Ada beberapa hal yang menarik, Islam sebagai agama dinamis bisa dipandang dalam berbagai aspek sosial, politik dan budaya, Islam yang terlalu luas tapi disempitkan dalam satu aspek saja sehingga menjadi Islam yang bersifat ekslusif dan tak moderat, perdebatan yang berlangsung sampai saat ini dalam tubuh Islam sendiri belum selesai.
[irp posts="8580" name="Mengapa 6 Golongan Ini Selalu Menuding Jokowi Anti Islam?"]
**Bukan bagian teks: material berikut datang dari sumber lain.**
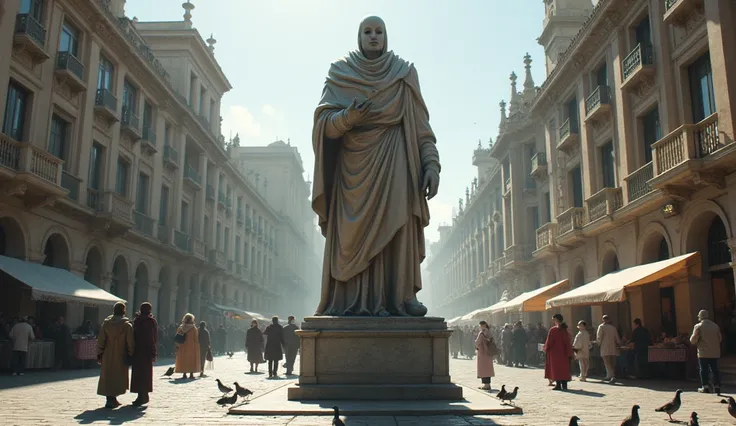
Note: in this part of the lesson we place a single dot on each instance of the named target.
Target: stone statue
(376, 164)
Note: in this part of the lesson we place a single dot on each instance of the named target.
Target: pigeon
(501, 393)
(633, 419)
(693, 419)
(336, 420)
(510, 396)
(224, 389)
(671, 407)
(228, 400)
(731, 407)
(241, 391)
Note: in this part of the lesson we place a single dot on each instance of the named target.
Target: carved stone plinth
(374, 358)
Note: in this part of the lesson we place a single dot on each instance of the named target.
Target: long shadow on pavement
(114, 417)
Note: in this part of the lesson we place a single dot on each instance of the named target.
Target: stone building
(113, 165)
(630, 145)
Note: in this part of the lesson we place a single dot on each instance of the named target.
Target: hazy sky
(276, 54)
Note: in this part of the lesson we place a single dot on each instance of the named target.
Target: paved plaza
(69, 397)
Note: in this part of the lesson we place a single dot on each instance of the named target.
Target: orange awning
(612, 287)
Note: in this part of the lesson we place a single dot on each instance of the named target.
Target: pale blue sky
(276, 54)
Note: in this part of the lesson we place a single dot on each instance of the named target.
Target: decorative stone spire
(188, 7)
(211, 43)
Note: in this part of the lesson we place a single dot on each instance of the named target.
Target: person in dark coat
(254, 346)
(292, 345)
(205, 345)
(145, 336)
(274, 344)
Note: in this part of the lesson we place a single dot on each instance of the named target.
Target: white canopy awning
(56, 285)
(612, 287)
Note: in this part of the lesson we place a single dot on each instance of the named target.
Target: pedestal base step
(371, 392)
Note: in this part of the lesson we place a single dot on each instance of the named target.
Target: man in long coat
(114, 345)
(145, 333)
(274, 344)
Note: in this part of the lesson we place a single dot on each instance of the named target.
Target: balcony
(598, 104)
(70, 71)
(70, 183)
(171, 157)
(192, 177)
(546, 241)
(30, 172)
(568, 137)
(106, 105)
(603, 204)
(678, 12)
(539, 165)
(30, 37)
(690, 156)
(148, 140)
(638, 66)
(570, 226)
(143, 224)
(182, 241)
(114, 212)
(129, 124)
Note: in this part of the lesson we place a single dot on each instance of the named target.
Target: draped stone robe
(367, 186)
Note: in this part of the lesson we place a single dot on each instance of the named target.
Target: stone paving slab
(276, 403)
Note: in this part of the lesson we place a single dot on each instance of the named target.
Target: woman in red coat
(558, 350)
(145, 335)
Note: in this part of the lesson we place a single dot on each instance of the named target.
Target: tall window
(69, 41)
(652, 132)
(95, 166)
(163, 210)
(16, 104)
(121, 179)
(141, 195)
(701, 88)
(105, 74)
(576, 178)
(607, 166)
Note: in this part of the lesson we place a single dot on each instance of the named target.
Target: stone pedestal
(374, 358)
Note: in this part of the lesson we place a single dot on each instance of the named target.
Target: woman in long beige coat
(114, 345)
(188, 359)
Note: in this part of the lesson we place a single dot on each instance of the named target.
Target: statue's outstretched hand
(430, 184)
(356, 113)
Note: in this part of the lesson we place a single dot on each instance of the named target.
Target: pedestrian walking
(187, 348)
(558, 350)
(274, 345)
(145, 337)
(581, 348)
(608, 341)
(292, 345)
(254, 346)
(115, 346)
(486, 350)
(205, 346)
(707, 337)
(22, 335)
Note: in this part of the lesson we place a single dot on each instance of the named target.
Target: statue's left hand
(430, 184)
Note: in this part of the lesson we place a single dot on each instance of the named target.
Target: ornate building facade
(629, 143)
(113, 165)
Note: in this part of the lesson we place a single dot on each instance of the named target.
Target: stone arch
(609, 260)
(120, 278)
(141, 286)
(13, 238)
(94, 260)
(56, 249)
(648, 249)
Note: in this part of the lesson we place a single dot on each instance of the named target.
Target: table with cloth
(40, 355)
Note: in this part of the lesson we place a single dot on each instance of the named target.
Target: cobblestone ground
(69, 397)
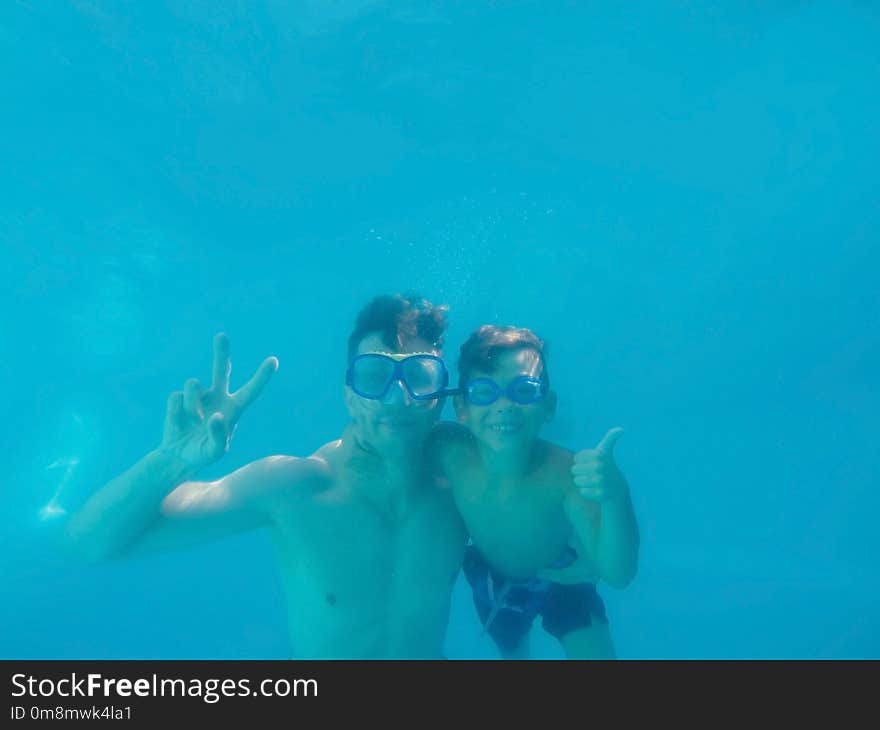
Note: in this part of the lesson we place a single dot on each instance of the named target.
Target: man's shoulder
(287, 474)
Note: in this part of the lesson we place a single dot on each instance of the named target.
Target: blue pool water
(680, 197)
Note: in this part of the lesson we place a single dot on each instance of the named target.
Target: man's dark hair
(480, 350)
(398, 318)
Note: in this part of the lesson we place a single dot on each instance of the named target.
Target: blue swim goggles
(524, 390)
(371, 375)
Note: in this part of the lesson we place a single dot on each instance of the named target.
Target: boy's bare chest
(520, 528)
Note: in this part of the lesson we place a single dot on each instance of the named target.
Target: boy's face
(506, 425)
(395, 420)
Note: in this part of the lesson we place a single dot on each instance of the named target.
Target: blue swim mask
(524, 390)
(371, 375)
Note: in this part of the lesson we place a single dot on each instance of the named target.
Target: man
(367, 547)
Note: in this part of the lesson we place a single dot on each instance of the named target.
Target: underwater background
(681, 197)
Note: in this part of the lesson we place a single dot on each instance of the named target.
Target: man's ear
(461, 409)
(550, 405)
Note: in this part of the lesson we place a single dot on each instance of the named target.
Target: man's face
(396, 420)
(506, 425)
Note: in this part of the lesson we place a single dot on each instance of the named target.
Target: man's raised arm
(154, 501)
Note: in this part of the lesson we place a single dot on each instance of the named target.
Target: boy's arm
(602, 514)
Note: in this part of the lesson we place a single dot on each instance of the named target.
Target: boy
(545, 524)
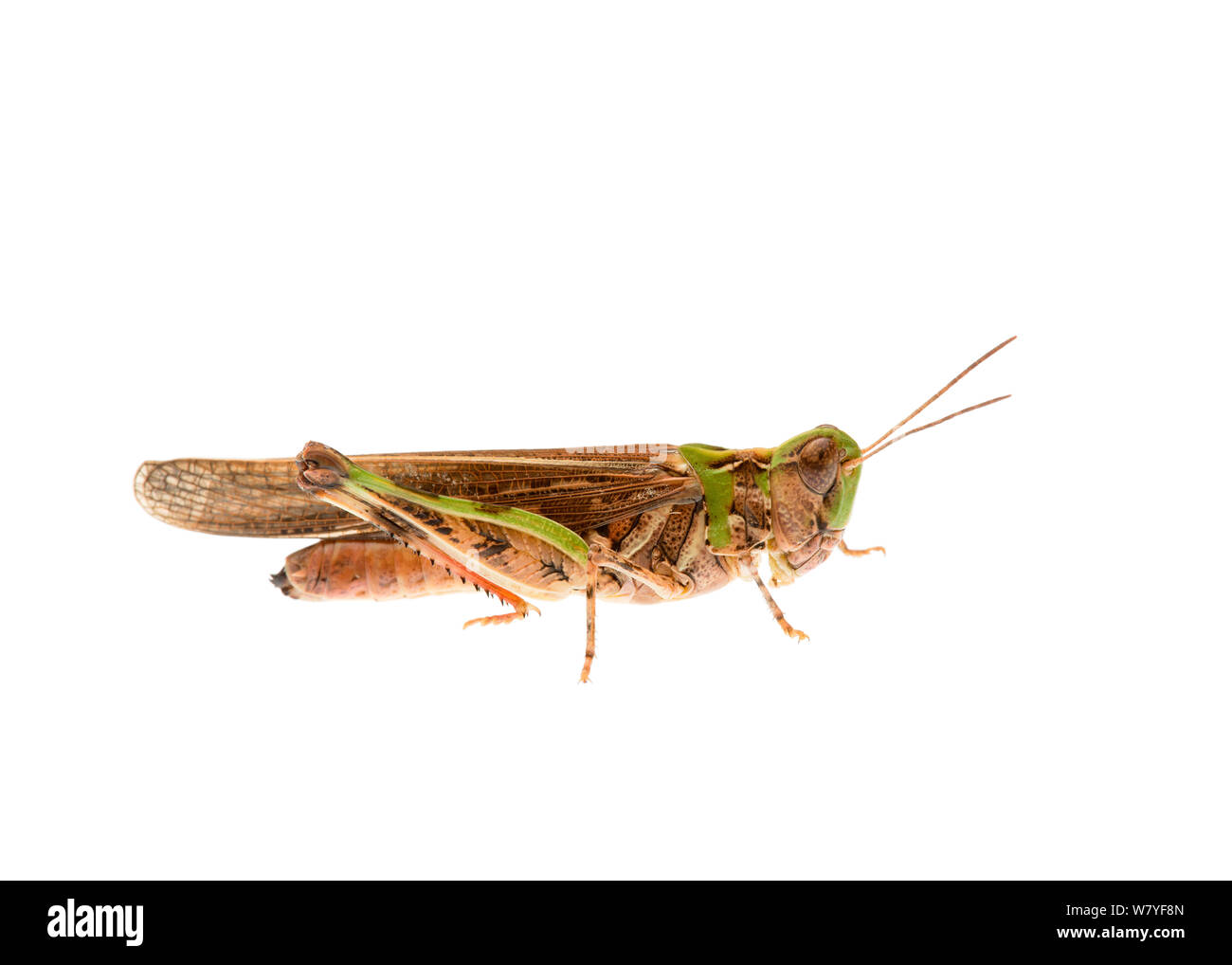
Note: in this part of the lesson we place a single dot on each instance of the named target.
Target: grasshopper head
(813, 479)
(811, 495)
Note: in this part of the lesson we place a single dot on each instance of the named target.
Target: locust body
(641, 522)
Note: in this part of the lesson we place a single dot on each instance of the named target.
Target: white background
(229, 228)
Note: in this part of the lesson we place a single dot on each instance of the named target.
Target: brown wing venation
(579, 488)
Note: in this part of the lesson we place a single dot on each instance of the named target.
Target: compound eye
(820, 464)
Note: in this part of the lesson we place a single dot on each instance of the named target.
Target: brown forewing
(579, 488)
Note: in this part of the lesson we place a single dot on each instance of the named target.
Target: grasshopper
(640, 522)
Makin maraknya pemahaman teokrasi dalam masyarakat muslim Indonesia menjadikan NKRI dalam ancaman, berbagai elemen masyarakat muslim yang tak sepaham dengan tujuan bangsa dan ingin mengobrak abrik negara dan menggantikannya dengan Islamic State, pandangan pesimis melihat Islam masa depan inilah yang kadang-kadang orang menganggap demokrasi hanya angan-angan belaka dan uforia saja. Beginilah orang-orang yang pesimis terhadap demokrasi.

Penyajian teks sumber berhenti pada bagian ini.